An Overview of the Traditional IRA
A Traditional IRA is an ‘individual retirement arrangement’ (IRA) that is designed as a retirement investment. Traditional IRA accounts are held at custodian institutions for the benefit of the investor, such as a bank or brokerage institution. Many investors are attracted to the Traditional IRA as some individuals are eligible for tax deductions for the amounts contributed. There are contribution limitations and income limitations for annual contributions, so it is important to determine eligibility by checking with the IRS or investment professional prior to making any investment decisions.

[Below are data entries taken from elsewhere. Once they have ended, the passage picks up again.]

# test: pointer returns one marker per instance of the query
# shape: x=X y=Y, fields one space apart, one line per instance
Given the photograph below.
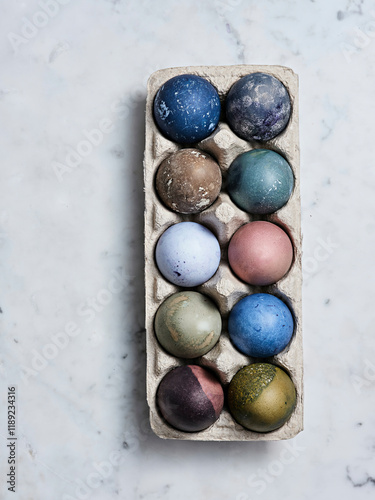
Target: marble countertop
x=72 y=94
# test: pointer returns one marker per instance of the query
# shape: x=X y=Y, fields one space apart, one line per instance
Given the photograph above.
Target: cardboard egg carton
x=223 y=218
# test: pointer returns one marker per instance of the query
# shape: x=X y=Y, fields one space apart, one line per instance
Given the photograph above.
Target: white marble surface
x=71 y=246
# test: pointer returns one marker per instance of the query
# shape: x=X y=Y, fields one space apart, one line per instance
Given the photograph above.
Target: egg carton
x=223 y=218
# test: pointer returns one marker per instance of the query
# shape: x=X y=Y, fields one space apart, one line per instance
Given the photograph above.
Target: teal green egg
x=260 y=181
x=188 y=324
x=261 y=397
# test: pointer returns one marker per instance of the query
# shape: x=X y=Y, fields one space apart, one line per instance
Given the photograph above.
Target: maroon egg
x=188 y=181
x=260 y=253
x=190 y=398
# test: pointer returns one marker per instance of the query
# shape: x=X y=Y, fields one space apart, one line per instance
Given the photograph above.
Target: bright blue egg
x=187 y=109
x=260 y=325
x=260 y=181
x=187 y=254
x=258 y=107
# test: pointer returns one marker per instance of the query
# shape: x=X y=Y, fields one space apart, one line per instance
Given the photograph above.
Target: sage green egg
x=261 y=397
x=188 y=324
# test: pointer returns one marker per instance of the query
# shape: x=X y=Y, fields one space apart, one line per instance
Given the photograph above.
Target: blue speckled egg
x=260 y=325
x=187 y=254
x=258 y=107
x=260 y=181
x=187 y=109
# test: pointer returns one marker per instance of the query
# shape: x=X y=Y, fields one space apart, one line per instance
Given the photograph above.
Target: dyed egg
x=261 y=397
x=188 y=324
x=187 y=254
x=260 y=253
x=260 y=181
x=188 y=181
x=187 y=109
x=258 y=107
x=260 y=325
x=190 y=398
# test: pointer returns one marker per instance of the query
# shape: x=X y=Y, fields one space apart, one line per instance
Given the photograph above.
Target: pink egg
x=260 y=253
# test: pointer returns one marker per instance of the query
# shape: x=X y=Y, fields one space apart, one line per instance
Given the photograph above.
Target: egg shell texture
x=260 y=181
x=261 y=397
x=260 y=253
x=188 y=324
x=258 y=107
x=187 y=254
x=190 y=398
x=188 y=181
x=187 y=108
x=260 y=325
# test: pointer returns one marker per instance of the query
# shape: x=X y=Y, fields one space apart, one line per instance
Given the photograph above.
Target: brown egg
x=188 y=181
x=260 y=253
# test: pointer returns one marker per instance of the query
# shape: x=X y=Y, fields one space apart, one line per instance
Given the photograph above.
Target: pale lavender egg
x=187 y=254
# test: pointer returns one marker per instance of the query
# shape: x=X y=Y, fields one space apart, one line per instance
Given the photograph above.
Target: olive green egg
x=261 y=397
x=188 y=324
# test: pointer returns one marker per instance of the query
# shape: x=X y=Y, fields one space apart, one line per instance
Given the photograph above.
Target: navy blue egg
x=187 y=109
x=260 y=325
x=258 y=107
x=260 y=181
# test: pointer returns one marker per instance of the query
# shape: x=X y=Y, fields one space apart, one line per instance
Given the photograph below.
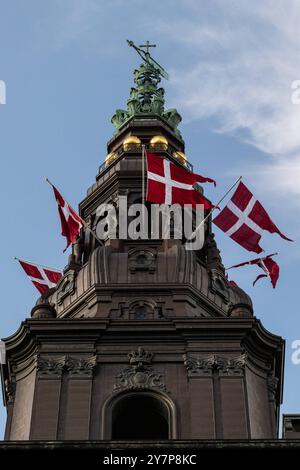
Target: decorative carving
x=138 y=375
x=146 y=97
x=50 y=367
x=75 y=366
x=203 y=366
x=233 y=366
x=81 y=366
x=142 y=260
x=140 y=357
x=272 y=383
x=10 y=389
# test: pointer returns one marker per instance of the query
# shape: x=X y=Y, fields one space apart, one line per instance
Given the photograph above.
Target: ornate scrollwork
x=75 y=366
x=81 y=366
x=139 y=375
x=142 y=260
x=205 y=365
x=140 y=357
x=50 y=367
x=272 y=387
x=10 y=389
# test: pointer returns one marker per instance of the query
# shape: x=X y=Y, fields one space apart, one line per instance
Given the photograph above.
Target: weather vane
x=145 y=55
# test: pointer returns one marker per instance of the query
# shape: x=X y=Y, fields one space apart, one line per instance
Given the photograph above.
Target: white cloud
x=246 y=56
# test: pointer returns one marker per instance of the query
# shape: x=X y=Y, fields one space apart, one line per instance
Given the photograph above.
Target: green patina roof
x=147 y=97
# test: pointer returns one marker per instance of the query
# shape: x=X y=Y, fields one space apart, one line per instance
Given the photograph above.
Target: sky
x=67 y=68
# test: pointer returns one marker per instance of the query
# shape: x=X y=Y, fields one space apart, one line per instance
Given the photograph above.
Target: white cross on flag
x=244 y=219
x=168 y=183
x=43 y=278
x=267 y=264
x=71 y=223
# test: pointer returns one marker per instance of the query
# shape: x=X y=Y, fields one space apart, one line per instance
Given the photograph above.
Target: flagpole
x=249 y=262
x=143 y=174
x=83 y=221
x=36 y=264
x=214 y=208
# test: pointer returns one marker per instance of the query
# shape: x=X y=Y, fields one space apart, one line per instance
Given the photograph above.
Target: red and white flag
x=42 y=277
x=71 y=223
x=267 y=264
x=244 y=219
x=168 y=183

In addition to annual restrictions on the contributions, there are more restrictions with a Traditional IRA than a Roth IRA with regards to withdrawals. Unlike the Roth IRA, there are required mandatory distributions at the age of 70½. Also, unlike the Roth IRA which offers the ability to take withdrawals on the principal contributed prior to the age of 59½, any withdrawals from a Traditional IRA prior to this age will be taxed and have an early withdrawal penalty of 10%.
There are several advantages of saving into a Traditional IRA, including:
- The contributions to a Traditional IRA are often tax deductible, working to lower the investor’s total annual taxable income. This tax benefit is immediately realized, in contrast with the Roth IRA that will not show tax benefits until withdrawal after the age of 59½. For many, the ability to immediately reap the benefits of these tax savings overshadows the potential tax benefits of a Roth IRA.
- For investor’s who believe that they are going to reduce their annual tax bracket in retirement, the Traditional IRA offers additional benefits over the Roth IRA.
- New rules allow eligible investors to convert their Traditional IRA accounts into Roth IRA accounts. For some, this can offer long term tax benefits.
Some disadvantages of the Traditional IRA include:
- There are income eligibility requirements for the ability to deduct contributions into a Traditional IRA on a regular basis. These requirements can often be low, so it is important to review them prior to making contributions to a Traditional IRA.
- Withdrawals from a Traditional IRA are treated as ordinary income tax and can substantially increase an investor’s taxes if the amount inside of the Traditional IRA account is substantial. It is advised to have an expert work with an investor to determine the amounts that should be withdrawn annually in order to reduce the overall tax liability due annually.
- Traditional IRA’s are subject to a mandatory withdrawal rule, meaning that investor’s must start taking withdrawals from their accounts after the age of 70½. If proper planning did not take place, these mandatory withdrawals may raise the investor’s annual income tax bracket.
- If an investor makes early withdrawals from this account prior to the age of 59½, there is a 10% early withdrawal penalty imposed in addition to the federal income taxes that would also be assessed on the amount withdrawn.